Le Vrai monde? : Double vie
Scène

Le Vrai monde? : Double vie

René Richard Cyr fait entendre toutes les voix qui hantent Le Vrai monde? de Michel Tremblay: la vérité et le mensonge, l’ombre et la lumière, les cris du coeur aussi bien que les cris de haine.

S’il est un territoire où René Richard Cyr a ses repères, c’est bien dans l’oeuvre de Michel Tremblay. Après Bonjour, là, bonjour, En pièces détachées, À toi, pour toujours, ta Marie-Lou et Bonbons assortis, le créateur se mesure cette fois à une pièce de résistance, Le Vrai monde?, une partition en miroir qui pose de sérieux défis. Sans sortir l’oeuvre des années 60, le metteur en scène est parvenu à en exprimer l’universalité, c’est-à-dire la soif de reconnaissance d’un fils par ceux qui lui ont donné naissance.

Dans une famille où chacun a sa vérité, où chaque membre a sa version plutôt contrastée des faits, il est particulièrement difficile de dénouer un conflit. Maintenant, imaginez qu’un jeune auteur, issu de cette famille, entreprenne de créer des doubles à son père, sa mère et sa soeur.

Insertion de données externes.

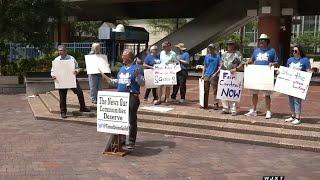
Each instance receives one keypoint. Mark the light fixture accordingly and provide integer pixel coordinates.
(119, 28)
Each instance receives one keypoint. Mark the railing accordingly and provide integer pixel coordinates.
(20, 51)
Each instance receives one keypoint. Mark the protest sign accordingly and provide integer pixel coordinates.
(293, 82)
(230, 86)
(96, 63)
(64, 73)
(259, 77)
(113, 112)
(149, 78)
(166, 74)
(201, 92)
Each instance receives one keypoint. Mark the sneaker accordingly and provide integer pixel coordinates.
(268, 115)
(296, 122)
(182, 100)
(157, 102)
(251, 113)
(290, 119)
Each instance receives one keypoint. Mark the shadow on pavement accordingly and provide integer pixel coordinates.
(151, 148)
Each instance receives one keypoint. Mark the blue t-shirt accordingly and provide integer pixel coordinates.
(151, 59)
(211, 62)
(126, 79)
(186, 57)
(264, 57)
(301, 64)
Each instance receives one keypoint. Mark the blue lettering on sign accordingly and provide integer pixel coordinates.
(231, 93)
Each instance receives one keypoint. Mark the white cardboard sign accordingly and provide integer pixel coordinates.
(64, 73)
(166, 74)
(230, 86)
(293, 82)
(259, 77)
(96, 62)
(113, 112)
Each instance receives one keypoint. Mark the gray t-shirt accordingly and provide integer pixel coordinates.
(231, 60)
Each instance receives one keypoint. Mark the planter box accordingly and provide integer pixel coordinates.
(9, 80)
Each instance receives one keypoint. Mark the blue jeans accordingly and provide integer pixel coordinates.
(95, 85)
(295, 104)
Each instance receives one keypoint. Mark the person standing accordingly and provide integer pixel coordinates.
(265, 56)
(232, 61)
(95, 79)
(300, 62)
(63, 56)
(149, 62)
(210, 73)
(129, 79)
(182, 75)
(167, 56)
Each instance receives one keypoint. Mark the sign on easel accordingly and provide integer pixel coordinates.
(166, 74)
(230, 86)
(113, 112)
(113, 118)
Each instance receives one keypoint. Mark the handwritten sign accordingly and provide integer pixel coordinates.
(259, 77)
(96, 62)
(64, 73)
(113, 112)
(166, 74)
(293, 82)
(230, 86)
(149, 78)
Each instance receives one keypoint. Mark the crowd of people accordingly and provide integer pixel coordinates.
(231, 60)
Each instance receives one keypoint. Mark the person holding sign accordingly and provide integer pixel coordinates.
(210, 71)
(129, 79)
(300, 62)
(182, 75)
(63, 56)
(95, 79)
(167, 56)
(149, 61)
(232, 61)
(265, 56)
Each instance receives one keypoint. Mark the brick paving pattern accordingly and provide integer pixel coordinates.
(31, 149)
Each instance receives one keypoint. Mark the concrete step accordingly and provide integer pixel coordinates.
(231, 136)
(193, 113)
(52, 105)
(41, 112)
(232, 127)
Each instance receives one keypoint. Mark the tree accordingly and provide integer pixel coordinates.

Le quotidien prend alors des proportions carrément tragiques, la vérité est plus fuyante que jamais et les frontières entre la vie et la scène s’abolissent. C’est précisément au bord de ce précipice que le spectacle de Cyr nous entraîne. Composer une distribution est toujours une opération délicate, un chimie exacte en même temps qu’imprévisible. Dans le cas du Vrai monde?, c’est encore plus périlleux. Il ne faut pas qu’un univers soit plus crédible que l’autre, ce sont les deux revers d’une même médaille. Sur ce point aussi, l’audacieux pari du metteur en scène est remporté. Marie-France Lambert, Normand D’Amour et Émilie Bibeau composent la famille réelle, alors que Bernard Fortin, Josée Deschênes et Milène Leclerc campent les créatures de papier. Les deux univers s’entrechoquent parfaitement, la tension monte, si bien que ce qui devait arriver arrive: le rideau et les masques, les mensonges et les faux-semblants, tout cela tombe avec fracas. Ne reste que la douleur, celle que ressent Claude d’avoir un père et une mère et de ne pas en être aimé comme il le voudrait.

De leur toute petite plateforme, au centre de l’immense plateau du Théâtre Jean-Duceppe, les comédiens sont tous très justes. Mais c’est Benoît McGinnis qui émeut le plus. Au personnage de Claude, presque toujours muet, le comédien communique une fébrilité déchirante. Le jeune homme, qui nous avait bouleversé il y a quelques années en tenant le rôle principal d’une pièce de Serge Boucher intitulée Avec Norm, arrive cette fois à nous couper le souffle. On espère que sa route sur nos scènes sera longue et jonchée de rôles à sa mesure.